Recently Dave Winer wrote a blog post titled “It’s not all mobile” in which he questions Silicon Valley insiders who say the future of computing is all about mobile. Dave’s main premise is that the protocols of the Internet, including WiFi, are available on all platforms. Dave writes:
“Think about this. I’m typing this at my desk on a huge screen iMac with a second huge screen right next to it. On the nightstand is an iPad charging up. How do they get to the Internet? The same way — wifi. Not really that much difference. Yet one is supposed to be mobile, and the other isn’t. Is that an important distinction? Not so sure.”
If you approach the future from the perspective of Internet access, Dave is absolutely right, all devices access the Internet using the same network protocols and wireless technologies. From an Internet access point of view, there is little difference between mobile and non-mobile. Dave goes on to make a wonderful analogy using an orchestra and how woodwinds produce similar sounds but are used in different ways.
I agree with Dave that focusing on “mobile” vs. “non-mobile” is the wrong point of view because in the real world there will be no distinction between the two, it’s all computing, or rather, all personal computing.

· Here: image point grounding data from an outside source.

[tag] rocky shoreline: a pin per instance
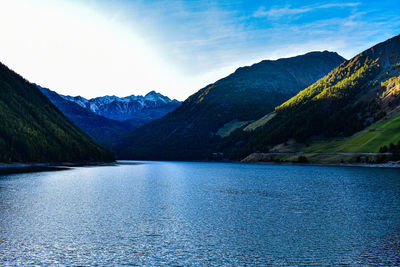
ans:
(10, 168)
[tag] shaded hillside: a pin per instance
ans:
(104, 131)
(32, 129)
(192, 130)
(359, 92)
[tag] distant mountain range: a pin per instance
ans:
(108, 118)
(32, 129)
(138, 108)
(315, 107)
(192, 130)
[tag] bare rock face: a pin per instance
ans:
(139, 108)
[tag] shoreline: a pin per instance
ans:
(13, 168)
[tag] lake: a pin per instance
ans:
(183, 213)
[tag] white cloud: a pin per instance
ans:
(288, 11)
(73, 49)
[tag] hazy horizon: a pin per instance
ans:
(96, 48)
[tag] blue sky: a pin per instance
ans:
(125, 47)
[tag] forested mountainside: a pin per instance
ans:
(32, 129)
(193, 129)
(359, 92)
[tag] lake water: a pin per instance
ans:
(201, 213)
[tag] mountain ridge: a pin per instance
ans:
(359, 92)
(190, 131)
(153, 105)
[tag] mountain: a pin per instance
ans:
(107, 119)
(191, 131)
(140, 109)
(104, 131)
(356, 94)
(32, 129)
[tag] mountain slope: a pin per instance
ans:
(104, 131)
(32, 129)
(190, 132)
(359, 92)
(137, 109)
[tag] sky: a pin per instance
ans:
(123, 47)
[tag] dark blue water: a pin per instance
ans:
(201, 213)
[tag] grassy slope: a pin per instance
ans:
(228, 128)
(260, 122)
(379, 134)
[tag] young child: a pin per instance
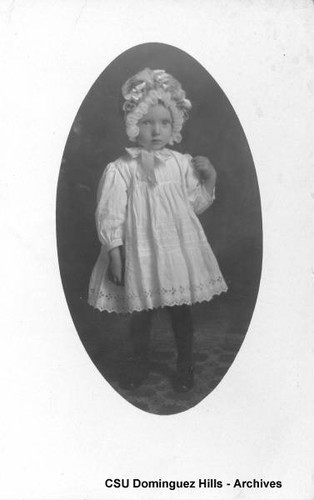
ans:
(154, 251)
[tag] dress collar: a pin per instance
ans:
(161, 154)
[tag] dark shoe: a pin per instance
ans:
(134, 374)
(184, 380)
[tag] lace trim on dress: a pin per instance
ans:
(129, 302)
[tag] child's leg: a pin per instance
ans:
(138, 368)
(181, 320)
(140, 326)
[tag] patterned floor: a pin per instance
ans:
(220, 327)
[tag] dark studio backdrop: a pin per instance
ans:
(233, 224)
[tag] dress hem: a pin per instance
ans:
(160, 305)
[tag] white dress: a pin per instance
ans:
(168, 258)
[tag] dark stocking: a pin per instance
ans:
(138, 366)
(181, 320)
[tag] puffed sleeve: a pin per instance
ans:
(111, 207)
(198, 195)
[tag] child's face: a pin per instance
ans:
(155, 128)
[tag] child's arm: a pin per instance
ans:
(206, 172)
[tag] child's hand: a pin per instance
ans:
(115, 271)
(204, 168)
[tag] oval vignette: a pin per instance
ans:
(233, 226)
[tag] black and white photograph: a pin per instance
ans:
(157, 216)
(156, 198)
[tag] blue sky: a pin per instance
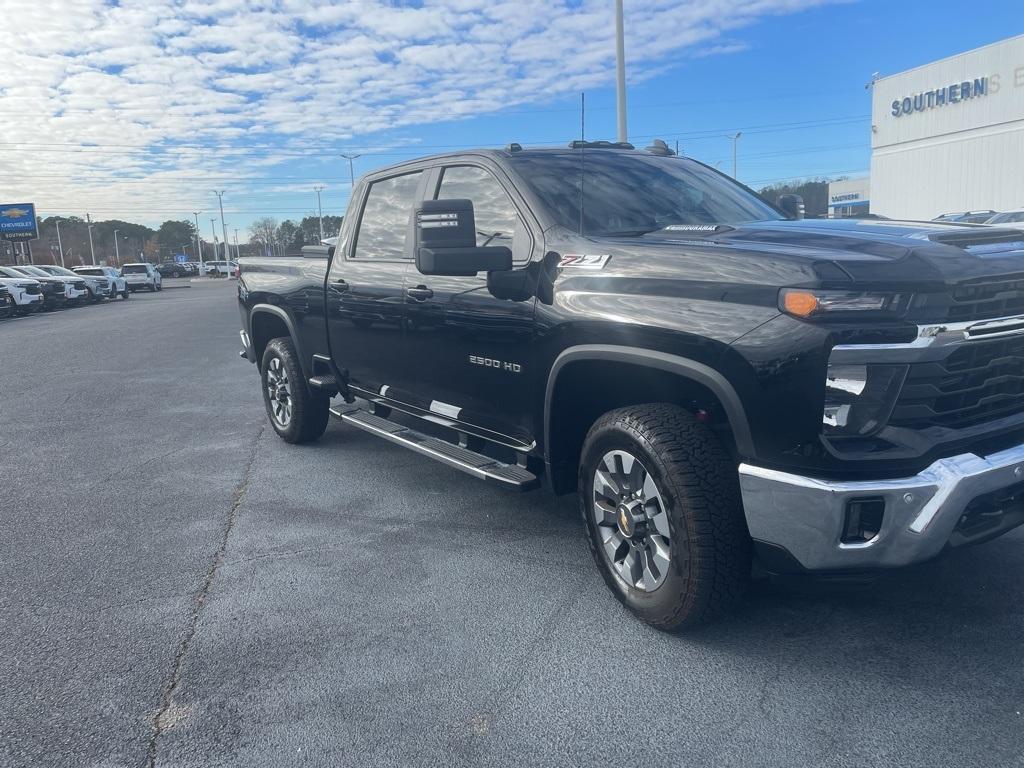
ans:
(138, 111)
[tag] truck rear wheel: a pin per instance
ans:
(296, 414)
(660, 501)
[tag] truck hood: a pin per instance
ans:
(868, 250)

Here is another point of view: for me, the future is about how devices use the Internet to be more intelligent and therefore provide more personal computing. Mobile is a vital context because we expect to be able to use our personal computers everywhere, but just as important are the “at home” and “at work” contexts. What is more important is the blurring of “what I do” and “how I do it” and “where it is done,” with the how part of the equation becoming easier, more powerful, and more personal.